Daria ou Darya Dugina, sem abdicar da sua identidade feminina subiu à montanha na sua dimensão espiritual, e animada pelo seu optimismo escatológico, de matriz cristã ortodoxa, e profundamente conhecedora delas, mas não só, pois referencia-o em filósofos da revolta, como Nietzche e Cioran, e em filósofos da Tradição perene, tais René Guénon e Julius Evola, e partilha algumas notas, reflexões e intuições, realçando a necessidade de termos menos dispersão e maior concentração para conseguirmos elevar-nos na nossa alma ao Intelecto puro e ao espírito (nous), e recebermos ou contemplarmos as energias ou bênçãos divinas, ou mesmo o Uno, o Bem, o Absoluto, a Divindade e assim podermos resistir a tanta força negativa, cultivando interiormente o bem e a nossa ligação vertical e axial.
Monte Athos, princípio feminino, apofatismo e otimismo escatológico
1. O «Athos das mulheres»: peculiaridades da consciência feminina
É sabido que as mulheres não são admitidas na Montanha Sagrada. Há algo de justo nisto. A tal propósito, pode-se lembrar o starez [ancião ou mestre] Paisios, do Monte Athos. Recentemente li um dos seus textos e encontrei uma citação que descreve com acurácia a condição normal da consciência feminina. Se ela não se encontra num estado de oração, funciona assim:
«Constantemente as nossas orientações deslocam-se para uma e outra frequência. No momento em que o asceta está pronto para chegar a algo de comovente, - «click!». Muda a sua sintonia para qualquer outra coisa.
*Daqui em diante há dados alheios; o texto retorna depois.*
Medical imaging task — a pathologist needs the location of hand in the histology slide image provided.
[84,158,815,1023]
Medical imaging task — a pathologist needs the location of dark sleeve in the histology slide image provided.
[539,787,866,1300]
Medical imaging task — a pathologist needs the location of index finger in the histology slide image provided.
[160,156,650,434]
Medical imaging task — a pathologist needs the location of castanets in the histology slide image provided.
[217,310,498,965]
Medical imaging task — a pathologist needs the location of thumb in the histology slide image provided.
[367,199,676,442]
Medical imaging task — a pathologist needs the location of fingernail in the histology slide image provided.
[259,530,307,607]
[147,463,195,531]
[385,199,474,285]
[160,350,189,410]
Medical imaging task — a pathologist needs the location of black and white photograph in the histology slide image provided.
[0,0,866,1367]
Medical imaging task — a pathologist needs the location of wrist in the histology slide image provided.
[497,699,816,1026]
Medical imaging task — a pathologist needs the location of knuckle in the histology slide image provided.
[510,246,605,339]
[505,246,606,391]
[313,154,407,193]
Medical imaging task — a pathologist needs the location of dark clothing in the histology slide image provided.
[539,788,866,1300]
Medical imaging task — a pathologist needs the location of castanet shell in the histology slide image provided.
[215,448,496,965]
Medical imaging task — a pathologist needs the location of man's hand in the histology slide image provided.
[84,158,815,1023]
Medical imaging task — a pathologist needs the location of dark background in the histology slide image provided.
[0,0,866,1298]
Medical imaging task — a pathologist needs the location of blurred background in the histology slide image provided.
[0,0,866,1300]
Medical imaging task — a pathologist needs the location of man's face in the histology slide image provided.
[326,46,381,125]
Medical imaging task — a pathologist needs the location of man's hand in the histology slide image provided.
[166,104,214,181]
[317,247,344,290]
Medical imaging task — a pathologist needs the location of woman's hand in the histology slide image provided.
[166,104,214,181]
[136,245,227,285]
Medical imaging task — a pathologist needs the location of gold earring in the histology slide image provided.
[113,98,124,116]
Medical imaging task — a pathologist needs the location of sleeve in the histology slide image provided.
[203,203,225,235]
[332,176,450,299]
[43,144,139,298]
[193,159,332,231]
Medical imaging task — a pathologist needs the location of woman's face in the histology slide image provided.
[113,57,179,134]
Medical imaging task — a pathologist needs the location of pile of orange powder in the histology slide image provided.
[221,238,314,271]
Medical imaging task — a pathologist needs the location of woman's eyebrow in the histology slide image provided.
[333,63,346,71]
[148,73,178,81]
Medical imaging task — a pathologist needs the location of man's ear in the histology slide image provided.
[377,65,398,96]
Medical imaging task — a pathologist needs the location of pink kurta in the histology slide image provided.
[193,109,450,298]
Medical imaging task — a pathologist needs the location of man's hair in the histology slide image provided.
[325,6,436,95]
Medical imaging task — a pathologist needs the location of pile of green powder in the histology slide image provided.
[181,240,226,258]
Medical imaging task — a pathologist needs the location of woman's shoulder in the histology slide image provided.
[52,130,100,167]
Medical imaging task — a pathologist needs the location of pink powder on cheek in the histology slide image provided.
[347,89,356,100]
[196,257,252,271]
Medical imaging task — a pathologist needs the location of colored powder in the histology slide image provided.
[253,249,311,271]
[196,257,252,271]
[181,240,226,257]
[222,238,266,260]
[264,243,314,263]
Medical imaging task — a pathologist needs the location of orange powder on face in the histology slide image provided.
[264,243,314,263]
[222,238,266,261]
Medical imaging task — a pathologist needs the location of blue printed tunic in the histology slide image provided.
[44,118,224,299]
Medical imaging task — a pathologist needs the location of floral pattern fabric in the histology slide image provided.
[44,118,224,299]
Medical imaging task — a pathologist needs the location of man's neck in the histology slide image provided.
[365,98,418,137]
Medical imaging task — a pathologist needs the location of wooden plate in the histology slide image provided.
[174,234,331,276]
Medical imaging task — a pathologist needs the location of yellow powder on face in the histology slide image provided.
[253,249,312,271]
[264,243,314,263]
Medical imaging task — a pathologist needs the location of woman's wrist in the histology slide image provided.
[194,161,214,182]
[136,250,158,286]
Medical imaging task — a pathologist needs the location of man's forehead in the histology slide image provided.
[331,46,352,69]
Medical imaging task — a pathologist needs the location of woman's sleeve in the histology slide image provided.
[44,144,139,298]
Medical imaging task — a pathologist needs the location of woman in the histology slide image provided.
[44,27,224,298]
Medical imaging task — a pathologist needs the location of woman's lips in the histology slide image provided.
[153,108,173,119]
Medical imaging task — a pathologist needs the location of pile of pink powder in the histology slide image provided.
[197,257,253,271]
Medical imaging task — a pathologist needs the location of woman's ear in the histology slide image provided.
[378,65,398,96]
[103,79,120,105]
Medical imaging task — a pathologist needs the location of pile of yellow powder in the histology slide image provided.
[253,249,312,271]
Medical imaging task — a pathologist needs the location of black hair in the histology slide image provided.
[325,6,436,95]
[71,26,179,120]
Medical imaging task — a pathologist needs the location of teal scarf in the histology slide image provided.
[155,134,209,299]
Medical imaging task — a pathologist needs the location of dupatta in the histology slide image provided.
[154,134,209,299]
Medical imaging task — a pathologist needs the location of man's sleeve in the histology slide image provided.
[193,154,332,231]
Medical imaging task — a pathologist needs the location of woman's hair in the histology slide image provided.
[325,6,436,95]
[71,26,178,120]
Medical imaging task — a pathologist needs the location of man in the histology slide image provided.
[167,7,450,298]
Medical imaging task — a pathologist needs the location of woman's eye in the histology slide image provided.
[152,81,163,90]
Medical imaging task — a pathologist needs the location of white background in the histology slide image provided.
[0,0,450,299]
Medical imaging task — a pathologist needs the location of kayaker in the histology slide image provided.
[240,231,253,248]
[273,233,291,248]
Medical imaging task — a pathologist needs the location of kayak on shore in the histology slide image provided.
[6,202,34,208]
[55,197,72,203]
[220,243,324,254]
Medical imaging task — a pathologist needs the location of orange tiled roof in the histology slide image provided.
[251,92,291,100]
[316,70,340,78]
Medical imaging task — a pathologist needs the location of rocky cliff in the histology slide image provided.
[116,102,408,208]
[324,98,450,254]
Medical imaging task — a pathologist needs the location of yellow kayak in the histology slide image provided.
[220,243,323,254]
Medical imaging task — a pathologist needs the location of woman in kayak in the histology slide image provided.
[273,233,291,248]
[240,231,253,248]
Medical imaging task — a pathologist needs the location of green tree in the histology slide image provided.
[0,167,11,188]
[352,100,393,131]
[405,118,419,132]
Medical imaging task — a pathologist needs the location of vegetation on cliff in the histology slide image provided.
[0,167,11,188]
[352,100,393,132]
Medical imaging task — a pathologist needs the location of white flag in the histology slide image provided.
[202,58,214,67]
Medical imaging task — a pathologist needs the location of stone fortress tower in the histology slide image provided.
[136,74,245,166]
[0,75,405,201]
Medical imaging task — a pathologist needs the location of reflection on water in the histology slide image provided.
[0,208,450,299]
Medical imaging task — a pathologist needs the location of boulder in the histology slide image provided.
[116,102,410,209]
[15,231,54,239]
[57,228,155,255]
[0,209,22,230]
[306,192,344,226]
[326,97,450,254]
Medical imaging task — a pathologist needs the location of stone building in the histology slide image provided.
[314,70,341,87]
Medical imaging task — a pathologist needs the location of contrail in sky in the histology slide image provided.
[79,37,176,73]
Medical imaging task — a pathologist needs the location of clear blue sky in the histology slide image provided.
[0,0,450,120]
No momento em que se lembra de algo de espiritual -«click!» - de novo vem-lhe à mente outra coisa. É assim que o inimigo confunde continuamente o cristão. Se a pessoa percebe como o diabo trabalha, libertar-se-á de muitas coisas».
Aqui estamos a falar do diabo, dos instrumentos do diabo, que tenta distrair as pessoas, mudando continuamente as suas mentes. Analisando a nossa consciência, e, mais amplamente, aquela das mulheres, podemos dizer que o mesmo click acontece constantemente em nós. O próprio facto de não ser permitido às mulheres irem à Santa Montanha do Athos permite-nos antecipar o mundo singular da mente masculina, do milagre masculino. Este é o valor. Significa a capacidade de concentrar-se e focar-se no essencial, ou seja, Cristo. [ou Deus].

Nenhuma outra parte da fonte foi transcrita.